This fascinating study explores the daily lives, constraints and social worlds of children born in the slums of Bangkok. It examines how slum children define themselves – and are defined by others – in relation to a range of governing technologies, state and non-state actors, and broad cultural politics. It does so by interrogating the layered meanings of ‘childhood’ in slums, schools, Buddhist temples, Christian NGOs, state and international aid organizations, as well as in social media.
Giuseppe employs ‘childhood’ as a prism to make sense of broader socio-political, religious, and economic transformations in Thai society. His analysis demonstrates that Bangkok slums are political arenas within which local, national and global social forces and interests converge and clash. At the same time, it highlights poor children’s roles in processes of sociopolitical change, considering how young people’s efforts to achieve social mobility and recognition reflect the broader tensions facing the urban poor in this complex moment of Thai history.

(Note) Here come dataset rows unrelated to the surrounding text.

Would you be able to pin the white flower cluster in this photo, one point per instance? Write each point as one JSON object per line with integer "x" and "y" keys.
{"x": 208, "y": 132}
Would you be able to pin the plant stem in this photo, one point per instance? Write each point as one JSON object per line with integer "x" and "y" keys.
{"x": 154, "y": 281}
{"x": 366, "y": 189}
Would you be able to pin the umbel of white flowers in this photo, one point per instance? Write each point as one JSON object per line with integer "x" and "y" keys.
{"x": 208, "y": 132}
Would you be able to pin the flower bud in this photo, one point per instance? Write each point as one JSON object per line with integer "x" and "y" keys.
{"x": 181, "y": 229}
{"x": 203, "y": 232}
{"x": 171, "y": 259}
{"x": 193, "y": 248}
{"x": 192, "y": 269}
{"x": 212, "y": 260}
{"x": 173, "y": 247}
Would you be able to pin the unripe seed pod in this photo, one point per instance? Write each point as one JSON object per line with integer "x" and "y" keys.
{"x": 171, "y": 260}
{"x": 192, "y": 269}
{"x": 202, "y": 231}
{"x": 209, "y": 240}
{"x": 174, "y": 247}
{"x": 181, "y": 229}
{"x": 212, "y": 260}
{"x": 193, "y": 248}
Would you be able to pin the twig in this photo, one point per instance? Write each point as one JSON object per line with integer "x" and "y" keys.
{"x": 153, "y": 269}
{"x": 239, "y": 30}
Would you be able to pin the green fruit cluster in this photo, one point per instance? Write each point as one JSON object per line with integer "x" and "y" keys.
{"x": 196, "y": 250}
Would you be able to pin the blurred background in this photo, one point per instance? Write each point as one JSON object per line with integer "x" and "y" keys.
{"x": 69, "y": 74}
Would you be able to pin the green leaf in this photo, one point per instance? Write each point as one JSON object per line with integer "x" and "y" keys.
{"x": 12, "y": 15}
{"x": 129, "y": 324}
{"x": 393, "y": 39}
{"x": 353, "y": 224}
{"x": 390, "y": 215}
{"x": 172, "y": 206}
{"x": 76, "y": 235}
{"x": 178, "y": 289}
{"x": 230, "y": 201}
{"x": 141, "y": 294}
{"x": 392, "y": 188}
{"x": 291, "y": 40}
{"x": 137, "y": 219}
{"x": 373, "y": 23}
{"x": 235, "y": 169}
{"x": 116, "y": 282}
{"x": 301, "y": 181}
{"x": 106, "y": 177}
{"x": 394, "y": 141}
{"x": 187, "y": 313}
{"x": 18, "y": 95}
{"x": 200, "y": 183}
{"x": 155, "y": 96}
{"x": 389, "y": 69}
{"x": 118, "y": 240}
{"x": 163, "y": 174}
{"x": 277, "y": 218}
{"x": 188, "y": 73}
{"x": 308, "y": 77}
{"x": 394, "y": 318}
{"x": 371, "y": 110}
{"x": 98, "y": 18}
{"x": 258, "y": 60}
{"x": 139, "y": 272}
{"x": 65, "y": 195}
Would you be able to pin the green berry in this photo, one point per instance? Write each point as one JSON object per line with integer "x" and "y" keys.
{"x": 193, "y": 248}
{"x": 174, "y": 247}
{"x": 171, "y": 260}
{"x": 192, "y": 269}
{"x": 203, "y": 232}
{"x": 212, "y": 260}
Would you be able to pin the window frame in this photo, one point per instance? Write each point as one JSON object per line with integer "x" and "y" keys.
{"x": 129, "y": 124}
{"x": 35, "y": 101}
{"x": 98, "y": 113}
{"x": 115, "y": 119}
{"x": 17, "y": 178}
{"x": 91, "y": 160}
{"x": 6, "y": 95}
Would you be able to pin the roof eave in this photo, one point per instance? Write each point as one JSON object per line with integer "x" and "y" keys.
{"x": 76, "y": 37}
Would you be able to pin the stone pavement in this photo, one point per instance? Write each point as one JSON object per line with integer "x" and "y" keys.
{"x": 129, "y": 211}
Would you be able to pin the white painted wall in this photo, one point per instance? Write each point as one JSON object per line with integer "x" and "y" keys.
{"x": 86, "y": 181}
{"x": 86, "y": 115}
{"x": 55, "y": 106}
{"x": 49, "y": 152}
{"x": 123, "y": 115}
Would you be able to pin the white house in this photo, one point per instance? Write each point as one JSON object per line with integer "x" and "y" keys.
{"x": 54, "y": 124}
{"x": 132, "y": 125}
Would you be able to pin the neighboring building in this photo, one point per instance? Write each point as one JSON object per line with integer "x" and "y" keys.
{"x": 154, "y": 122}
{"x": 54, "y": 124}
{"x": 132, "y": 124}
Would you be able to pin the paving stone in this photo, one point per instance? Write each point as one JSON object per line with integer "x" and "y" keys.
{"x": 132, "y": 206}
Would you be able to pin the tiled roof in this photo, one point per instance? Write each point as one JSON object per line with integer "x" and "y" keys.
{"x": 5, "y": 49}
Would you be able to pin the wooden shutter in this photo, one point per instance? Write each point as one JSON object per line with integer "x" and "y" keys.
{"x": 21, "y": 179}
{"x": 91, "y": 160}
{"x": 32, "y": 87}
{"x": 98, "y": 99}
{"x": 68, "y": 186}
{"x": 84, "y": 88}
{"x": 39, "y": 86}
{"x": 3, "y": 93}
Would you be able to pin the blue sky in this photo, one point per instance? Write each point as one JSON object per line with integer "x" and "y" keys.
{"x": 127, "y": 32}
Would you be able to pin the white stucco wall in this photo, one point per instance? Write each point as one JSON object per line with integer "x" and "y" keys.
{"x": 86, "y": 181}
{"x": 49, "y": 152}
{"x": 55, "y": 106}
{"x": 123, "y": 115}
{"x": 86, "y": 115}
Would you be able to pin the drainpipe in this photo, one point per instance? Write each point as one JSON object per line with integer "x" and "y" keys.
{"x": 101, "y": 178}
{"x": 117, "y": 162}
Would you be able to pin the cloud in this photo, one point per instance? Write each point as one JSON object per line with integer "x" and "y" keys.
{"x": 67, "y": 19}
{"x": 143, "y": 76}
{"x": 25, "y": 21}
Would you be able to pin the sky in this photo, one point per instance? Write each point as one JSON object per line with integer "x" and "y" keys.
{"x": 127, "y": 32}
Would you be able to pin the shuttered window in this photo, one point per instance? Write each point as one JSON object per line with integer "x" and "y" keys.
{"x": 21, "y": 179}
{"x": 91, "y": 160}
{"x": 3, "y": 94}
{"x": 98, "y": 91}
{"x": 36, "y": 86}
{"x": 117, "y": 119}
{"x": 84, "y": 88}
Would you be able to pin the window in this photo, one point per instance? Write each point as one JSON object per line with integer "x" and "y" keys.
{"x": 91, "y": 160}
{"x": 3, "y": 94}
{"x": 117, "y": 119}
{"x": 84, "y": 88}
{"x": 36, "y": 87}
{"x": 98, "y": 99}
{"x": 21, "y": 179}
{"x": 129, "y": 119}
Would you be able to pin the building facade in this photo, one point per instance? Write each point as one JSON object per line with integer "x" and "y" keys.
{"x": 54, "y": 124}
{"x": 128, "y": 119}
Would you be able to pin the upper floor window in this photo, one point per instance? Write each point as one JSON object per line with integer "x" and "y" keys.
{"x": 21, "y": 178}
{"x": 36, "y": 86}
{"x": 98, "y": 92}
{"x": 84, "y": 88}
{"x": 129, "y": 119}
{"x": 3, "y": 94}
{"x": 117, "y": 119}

Belittled Citizens reveals that ‘childhood’ is best understood in Thailand as a political category, offering startling new insights into how ideas of ‘parenthood’ and ‘infantilization’ shape Thai political culture in an era of resurgent military authoritarianism. It also shows how attention to children, typically excluded from national politics and therefore invisible in most political analyses, has important potential for producing fresh understandings of contemporary Southeast Asian societies.